1. Field of the Invention
The present invention is related to the field of signal processing, and, more particularly, to the field of processing communication and voice-based signals.
2. Description of the Related Art
As is well understood, an audio signal can be communicated by modulating an electromagnetic (EM) carrier wave with the audio signal and conveying the wave via a channel to a receiver, which, in turn, recovers the audio signal. The received audio signal can serve as the input to the various communications and speech processing devices. A communication device can be, for example, a cell phone for receiving and processing audio signals via a wireless channel. A speech processing device can be, for example, a voice coding device comprising a speech analyzer, which converts analog speech waveforms into a narrowband digital signal, and a speech synthesizer, which converts the digital signals into artificial speech sounds.
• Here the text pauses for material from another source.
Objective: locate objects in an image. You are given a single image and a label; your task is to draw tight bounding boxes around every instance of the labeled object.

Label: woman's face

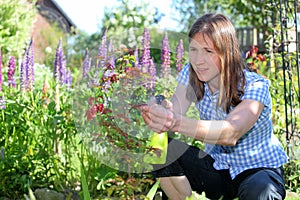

In most such devices, spectral anomalies are often introduced into the audio signals as they are operated on by the devices. The introduction of spectral nulls and other anomalies into the signals can stem from the design of the device and/or the nature of the components used in the device. Thus, for example, the anomalies associated with an audio signal operated on by a cell phone or a voice coding device can arise as a result of the design or construction of the device's speaker, its housing, or one of its internal components. Accordingly, many such devices attempt to compensate for these spectral anomalies by subjecting the audio signal to audio equalization as the signal is being processed.
Equalization is a technique for separately controlling or adjusting the simultaneous vibrations at different frequencies that make up a signal such as an audio signal. An audio equalizer allows for the separate adjustment of the strength of the signal components within the different frequency ranges, or bands, that comprise the audio signal. Equalization of the audio signal thus provides a way for controlling the overall sound associated with the audio signal. Equalization of the audio signal is used, for example, to improve the clarity of the sound, to enhance its frequency response so as to thereby improve sound quality and/or loudness, or to otherwise affect the sound in some desirable manner. Some equalizers operate in real-time, while others apply equalization so as to alter a pre-recorded audio signal.
Equalization may be better accomplished if the audio signal to which the equalization is applied has a relatively flat or uniform spectrum over the relevant range of frequencies of the signal. In many instances, however, spectral anomalies are induced in the audio signal even before the signal is received. These spectral anomalies can be induced by the channel over which the underlying signal is conveyed to the receiver. One result is that the signal's power distribution, as a function of its frequencies, exhibits what is termed spectral tilt. Spectral tilt can be defined mathematically in terms of the slope of a straight-line curve fitted to the signal's power spectrum mapped against the underlying frequencies of the signal. Any signal conveyed through a communication or audio channel, therefore, may exhibit a certain level of spectral tilt when initially received by a receiver and prior to the signal being transformed or processed by a communication or speech processing device.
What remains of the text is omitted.